Testing the track with rolling stock by hand does not reveal any tight spots.

I have operated the locomotive using each lockon alone and in combination with the same results.

Here is the kicker with the train traveling forward in a clockwise direction the upper left quadrant is the slow down quadrant. Put the locomotive in revese so it is backing around the layout in a counterclockwise direction and the slowdown quadrant becomes the lower right quadrant.

Any ideas or advice?

Thanks much,
Steve

Try putting a lock-on in each quadrant.

Tony

When you did a voltage measurement was the train running? It should be to get an accurate idea of where the problem is. Your voltmeter has a high input impedance. A resistance of say 10 ohms at a a track joint would look like almost zero to the voltmeter ( in other words it would read full track voltage). By running the engine which has a resistance of say 2-4 ohms the 10 ohm track resistance becomes significant. Over half of the applied voltage could be lost at the bad spot in the track.

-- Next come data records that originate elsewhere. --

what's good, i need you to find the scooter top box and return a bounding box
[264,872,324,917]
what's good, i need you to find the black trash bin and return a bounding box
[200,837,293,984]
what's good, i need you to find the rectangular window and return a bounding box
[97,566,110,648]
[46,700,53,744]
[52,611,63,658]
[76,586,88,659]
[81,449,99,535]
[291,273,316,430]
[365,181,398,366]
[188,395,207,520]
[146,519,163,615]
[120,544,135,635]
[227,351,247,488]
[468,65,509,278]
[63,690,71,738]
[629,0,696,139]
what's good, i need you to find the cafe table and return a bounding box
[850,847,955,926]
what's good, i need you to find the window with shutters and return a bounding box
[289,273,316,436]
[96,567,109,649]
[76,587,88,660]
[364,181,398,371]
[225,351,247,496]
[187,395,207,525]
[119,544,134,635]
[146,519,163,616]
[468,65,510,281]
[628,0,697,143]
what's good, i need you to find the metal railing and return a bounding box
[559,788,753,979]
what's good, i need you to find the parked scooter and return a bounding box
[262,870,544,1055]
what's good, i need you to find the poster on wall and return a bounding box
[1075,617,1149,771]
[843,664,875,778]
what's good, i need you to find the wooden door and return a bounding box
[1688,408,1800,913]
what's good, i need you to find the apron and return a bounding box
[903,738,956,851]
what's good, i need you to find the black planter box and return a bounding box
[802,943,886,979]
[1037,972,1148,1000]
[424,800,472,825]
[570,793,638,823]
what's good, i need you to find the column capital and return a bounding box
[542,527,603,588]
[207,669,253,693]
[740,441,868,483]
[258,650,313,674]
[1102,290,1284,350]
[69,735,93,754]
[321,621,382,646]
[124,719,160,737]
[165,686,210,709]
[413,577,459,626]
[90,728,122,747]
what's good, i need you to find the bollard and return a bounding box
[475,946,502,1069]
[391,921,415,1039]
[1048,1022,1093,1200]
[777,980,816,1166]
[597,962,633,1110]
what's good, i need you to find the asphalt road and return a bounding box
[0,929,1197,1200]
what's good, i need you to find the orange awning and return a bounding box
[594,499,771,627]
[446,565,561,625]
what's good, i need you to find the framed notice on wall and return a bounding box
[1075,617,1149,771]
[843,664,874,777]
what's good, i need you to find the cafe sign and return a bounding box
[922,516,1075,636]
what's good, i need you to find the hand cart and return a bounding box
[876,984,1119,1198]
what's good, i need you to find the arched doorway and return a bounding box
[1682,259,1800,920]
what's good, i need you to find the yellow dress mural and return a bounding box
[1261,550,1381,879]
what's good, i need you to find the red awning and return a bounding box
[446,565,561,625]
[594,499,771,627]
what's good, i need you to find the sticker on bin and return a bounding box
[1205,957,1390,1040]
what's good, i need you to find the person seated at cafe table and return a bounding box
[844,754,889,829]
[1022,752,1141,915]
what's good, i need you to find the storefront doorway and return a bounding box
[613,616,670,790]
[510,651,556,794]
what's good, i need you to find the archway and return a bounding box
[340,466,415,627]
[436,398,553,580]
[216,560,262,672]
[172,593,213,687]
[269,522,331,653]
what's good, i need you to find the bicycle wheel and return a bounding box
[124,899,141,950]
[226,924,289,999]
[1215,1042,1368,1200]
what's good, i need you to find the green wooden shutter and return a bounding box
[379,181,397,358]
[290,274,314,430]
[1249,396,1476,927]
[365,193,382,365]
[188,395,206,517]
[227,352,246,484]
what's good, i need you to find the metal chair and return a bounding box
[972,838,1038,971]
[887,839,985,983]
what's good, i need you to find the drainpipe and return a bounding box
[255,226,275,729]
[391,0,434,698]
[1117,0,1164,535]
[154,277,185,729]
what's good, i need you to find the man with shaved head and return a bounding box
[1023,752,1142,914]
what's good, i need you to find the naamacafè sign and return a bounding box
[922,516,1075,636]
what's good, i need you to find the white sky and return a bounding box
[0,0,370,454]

Your 16 volt transformer voltage would read 4-5 volts at the bad spot. The easiest way to do this is to attach another lockon connected only to the voltmeter.
Pete

A tilted board (“upper right” quadrant high, “lower left” low) would have an effect somewhat like what you describe; but I think you would have noticed if that were the case.

I have soldered all my track joints and solder wires directly to the track. Forget the lockons. Try adding feeders around the layout, you may need several. I had a slow spot on the layout for about 1/4 of the loop that was caused by one poor center rail connection. Soldering that solved the problem dramaticly. Hope this helps- T.M.